Видимо, она чувствовала в нем… нечто. Тонкую грань между мирами, которую легко перейти как в эту, так и в обратную сторону. Юноша неловко поклонился в ответ (граф – холопке? Да и ладно!), развернулся и, не сказав ни слова, ушел. Он сумел попасть в замок до рассвета, не ставя никого в известность о своем отсутствии.
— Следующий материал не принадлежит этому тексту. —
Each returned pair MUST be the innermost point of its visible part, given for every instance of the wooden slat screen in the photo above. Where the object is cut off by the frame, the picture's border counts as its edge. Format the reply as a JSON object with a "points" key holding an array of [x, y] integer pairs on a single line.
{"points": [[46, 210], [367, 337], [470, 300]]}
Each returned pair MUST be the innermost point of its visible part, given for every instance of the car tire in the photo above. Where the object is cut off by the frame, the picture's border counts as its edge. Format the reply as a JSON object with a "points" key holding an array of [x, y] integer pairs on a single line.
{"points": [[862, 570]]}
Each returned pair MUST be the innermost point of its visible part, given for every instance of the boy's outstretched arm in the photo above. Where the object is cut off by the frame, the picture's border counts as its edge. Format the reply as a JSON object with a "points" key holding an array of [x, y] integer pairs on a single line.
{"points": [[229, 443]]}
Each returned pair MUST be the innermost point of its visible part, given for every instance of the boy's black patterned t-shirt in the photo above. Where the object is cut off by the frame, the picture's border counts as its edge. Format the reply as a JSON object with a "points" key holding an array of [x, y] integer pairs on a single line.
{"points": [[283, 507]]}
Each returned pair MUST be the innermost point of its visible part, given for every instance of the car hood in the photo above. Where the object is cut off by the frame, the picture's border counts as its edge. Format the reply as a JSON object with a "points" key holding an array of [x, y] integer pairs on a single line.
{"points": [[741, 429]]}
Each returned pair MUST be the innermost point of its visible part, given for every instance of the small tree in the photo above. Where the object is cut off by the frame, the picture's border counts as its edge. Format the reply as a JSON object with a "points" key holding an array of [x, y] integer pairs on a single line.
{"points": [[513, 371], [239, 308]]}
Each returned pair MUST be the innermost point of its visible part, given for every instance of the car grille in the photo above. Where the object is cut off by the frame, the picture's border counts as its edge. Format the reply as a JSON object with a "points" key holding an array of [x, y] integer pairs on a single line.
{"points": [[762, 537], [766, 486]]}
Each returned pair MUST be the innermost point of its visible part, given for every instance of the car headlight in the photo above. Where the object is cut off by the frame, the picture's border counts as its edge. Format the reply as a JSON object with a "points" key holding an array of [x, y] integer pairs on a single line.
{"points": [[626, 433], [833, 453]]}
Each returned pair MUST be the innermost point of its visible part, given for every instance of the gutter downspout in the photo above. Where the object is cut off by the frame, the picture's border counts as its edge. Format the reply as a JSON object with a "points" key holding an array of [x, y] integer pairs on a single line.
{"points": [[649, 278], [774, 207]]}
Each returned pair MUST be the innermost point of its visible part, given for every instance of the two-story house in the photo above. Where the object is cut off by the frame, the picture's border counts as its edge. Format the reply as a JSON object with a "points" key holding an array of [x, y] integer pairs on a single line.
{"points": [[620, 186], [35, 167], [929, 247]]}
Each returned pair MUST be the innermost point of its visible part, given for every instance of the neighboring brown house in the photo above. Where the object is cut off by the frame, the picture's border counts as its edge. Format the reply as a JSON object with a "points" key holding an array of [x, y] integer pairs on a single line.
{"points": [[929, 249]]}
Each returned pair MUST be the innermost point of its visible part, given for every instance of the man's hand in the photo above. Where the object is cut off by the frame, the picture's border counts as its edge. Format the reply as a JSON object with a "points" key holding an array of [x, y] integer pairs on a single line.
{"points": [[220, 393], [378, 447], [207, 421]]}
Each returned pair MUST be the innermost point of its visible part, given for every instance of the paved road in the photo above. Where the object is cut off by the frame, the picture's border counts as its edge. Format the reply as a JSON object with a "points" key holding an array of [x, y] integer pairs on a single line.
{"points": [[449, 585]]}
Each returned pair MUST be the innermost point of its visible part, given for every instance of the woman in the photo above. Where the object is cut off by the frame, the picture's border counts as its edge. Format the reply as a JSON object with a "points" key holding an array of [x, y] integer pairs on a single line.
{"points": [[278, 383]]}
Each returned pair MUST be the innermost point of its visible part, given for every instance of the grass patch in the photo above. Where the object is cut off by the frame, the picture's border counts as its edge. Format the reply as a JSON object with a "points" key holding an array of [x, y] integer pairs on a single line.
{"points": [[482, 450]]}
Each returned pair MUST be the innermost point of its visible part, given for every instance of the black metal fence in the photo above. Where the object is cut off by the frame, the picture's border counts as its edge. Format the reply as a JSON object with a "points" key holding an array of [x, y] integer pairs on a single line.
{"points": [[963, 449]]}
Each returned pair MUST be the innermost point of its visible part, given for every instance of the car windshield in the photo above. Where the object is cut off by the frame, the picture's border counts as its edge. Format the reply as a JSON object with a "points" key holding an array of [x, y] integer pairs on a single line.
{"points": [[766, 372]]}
Оказавшись в своей комнате под крышей башни, молодой граф сел за стол, взял перо в руку… Это было наитием, странным порывом, движением души – тем, для чего нет слов ни в одном языке. Баллада – или все же молитва? – длинная, вероятно, наивная и пафосная, с неровными строками и странными рифмами – перетекала из сердца на бумагу, словно ручей по ночным перекатам. Баллада о той, которая призвана в этот мир его надеждой, чтобы пребывать в нем вечно.
***
Полутьма, родная, уютная, пятно света – фитилек в плошке с жиром, простой оловянный крестик лежит на краю плошки, и свет словно тянется к нему огненными нитями.
– Мать Пресветлая, – голос бабушки выплывал из тумана. – Кого отдам, того береги. Меняю родную кровь на родную кровь...
– Баааб… – я потянулась вверх, как росток из земли наружу, – из сна в явь.
– Дитятко мое… – сведенные мохнатые брови разглаживаются, лицо освещено словно не фитильком – солнцем изнутри. Слеза из уголка глаза пытается проторить путь, заплутав в морщинках, которых будто бы стало больше.
– Баб, о чем ты молишься?
Бабка Магда молчит. Над головой ее плывет тьма – черный туман, густой в середке, тонкий и клочковатый по краям. Живой. Ждущий.
– Баб, зачем?
– Все, Кветушка, все, – жесткая ладонь проводит по моей макушке, больно цепляет шершавыми мозолями за волосинки. – Миловала Пресветлая. Тебя миловала, и меня, и Марушку, и всех нас…
– А смерть? Та, на черном коне…
То, что я помню: рубаха на фоне леса, овраг, удар, снежное поле, могильный холм, слова госпожи на черном коне, сон в борозде…
– А что смерть? Подождет, стало быть.
Сухие губы двигаются, бормочут что-то неслышное.
– Отчего это, баб? – я дотронулась до своего лба: гладкий, как был. – Нешто от удара одного?
– От всего сразу, – она махнула рукой: не так важно, мол. – От удара. С испугу. С холоду: нашли-то тебя не сразу, а ручей не теплый и летом. Со слов тоже: уж Ярмила тебе не здоровьичка желала... Мало ли от чего?.. Гостья-то, поди, ходит, торгуется: то ли ты ей сама собой нужна, то ли в обмен на кого…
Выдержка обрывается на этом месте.